Böylece mülga olan Ticari İşletme Rehni Kanunu’nun sınırlı rehin kapsamından farklı olarak, bir ticari işletmenin her türlü taşınır varlığı ve alacak hakkını rehnederek finansman sağlaması imkânı getirilmiş olmaktadır. 

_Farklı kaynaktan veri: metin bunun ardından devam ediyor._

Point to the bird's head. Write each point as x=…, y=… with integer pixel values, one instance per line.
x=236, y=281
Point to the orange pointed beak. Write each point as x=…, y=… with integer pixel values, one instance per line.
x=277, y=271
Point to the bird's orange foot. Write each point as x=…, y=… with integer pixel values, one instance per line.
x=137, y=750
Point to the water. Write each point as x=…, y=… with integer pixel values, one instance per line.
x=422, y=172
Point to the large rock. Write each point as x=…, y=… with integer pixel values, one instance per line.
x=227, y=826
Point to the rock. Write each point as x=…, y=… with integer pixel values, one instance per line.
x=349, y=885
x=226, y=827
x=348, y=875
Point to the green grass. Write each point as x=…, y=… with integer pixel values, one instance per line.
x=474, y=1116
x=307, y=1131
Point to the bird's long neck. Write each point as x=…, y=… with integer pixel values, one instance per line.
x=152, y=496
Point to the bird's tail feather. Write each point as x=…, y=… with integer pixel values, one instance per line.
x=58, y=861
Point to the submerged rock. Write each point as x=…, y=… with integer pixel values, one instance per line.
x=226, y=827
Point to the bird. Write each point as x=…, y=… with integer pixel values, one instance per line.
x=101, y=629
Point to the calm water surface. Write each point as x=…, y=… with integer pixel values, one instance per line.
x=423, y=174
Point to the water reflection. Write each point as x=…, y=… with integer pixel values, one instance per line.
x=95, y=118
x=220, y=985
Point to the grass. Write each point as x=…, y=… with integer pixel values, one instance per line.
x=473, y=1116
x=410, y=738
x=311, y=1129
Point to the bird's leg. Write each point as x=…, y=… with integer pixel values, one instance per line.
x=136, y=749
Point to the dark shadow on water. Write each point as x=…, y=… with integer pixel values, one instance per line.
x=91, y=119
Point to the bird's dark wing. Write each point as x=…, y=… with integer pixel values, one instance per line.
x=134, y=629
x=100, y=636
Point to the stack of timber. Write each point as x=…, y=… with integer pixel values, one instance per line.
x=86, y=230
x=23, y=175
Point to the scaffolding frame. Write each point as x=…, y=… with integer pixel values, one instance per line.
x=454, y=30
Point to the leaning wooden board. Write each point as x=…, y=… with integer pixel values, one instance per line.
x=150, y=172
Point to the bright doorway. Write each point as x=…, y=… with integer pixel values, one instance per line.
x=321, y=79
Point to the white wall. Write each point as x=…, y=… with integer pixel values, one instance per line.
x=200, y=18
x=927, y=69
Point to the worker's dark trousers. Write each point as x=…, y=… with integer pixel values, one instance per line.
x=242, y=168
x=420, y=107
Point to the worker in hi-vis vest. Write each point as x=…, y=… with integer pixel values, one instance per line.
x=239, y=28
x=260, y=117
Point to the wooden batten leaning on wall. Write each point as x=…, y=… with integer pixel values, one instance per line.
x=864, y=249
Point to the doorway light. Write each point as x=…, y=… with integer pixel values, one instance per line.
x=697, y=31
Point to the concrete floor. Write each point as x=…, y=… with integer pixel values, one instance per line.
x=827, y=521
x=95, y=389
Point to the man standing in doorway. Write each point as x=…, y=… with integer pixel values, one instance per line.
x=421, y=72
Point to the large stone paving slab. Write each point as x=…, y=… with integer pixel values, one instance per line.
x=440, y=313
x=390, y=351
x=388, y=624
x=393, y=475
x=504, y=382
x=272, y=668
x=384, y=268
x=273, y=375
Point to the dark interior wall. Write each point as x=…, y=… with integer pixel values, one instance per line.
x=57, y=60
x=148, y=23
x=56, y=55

  1. Rehin Sözleşmesinin Tarafları

Rehin sözleşmesi;

  • Bir kredi kuruluşu ile tacir, esnaf, çiftçi, üretici örgütü, serbest meslek erbabı gerçek ve tüzel kişiler arasında yapılabildiği gibi,
  • Tacir ve esnafların yatırımlarını karşılıklı destekleyebilmelerine yönelik bir imkan oluşturmak amacıyla, doğrudan tacir ve/veya esnaflar arasında da yapılabilecektir.
  1. Rehin Sözleşmesinin Unsurları

Kanun hükmünce rehin sözleşmesinde; taraflara ilişkin bilgilerin, borcun konusunun, miktarının ya da güvence teşkil edilen miktarın, ilgili para cinsinin ve rehnin azami miktarının, ayrıca rehne konu varlık ile bunun ayırt edici özelliklerinin (seri no., marka, üretim yılı, GTİP, PRODTR gibi) bulunması gerekmektedir.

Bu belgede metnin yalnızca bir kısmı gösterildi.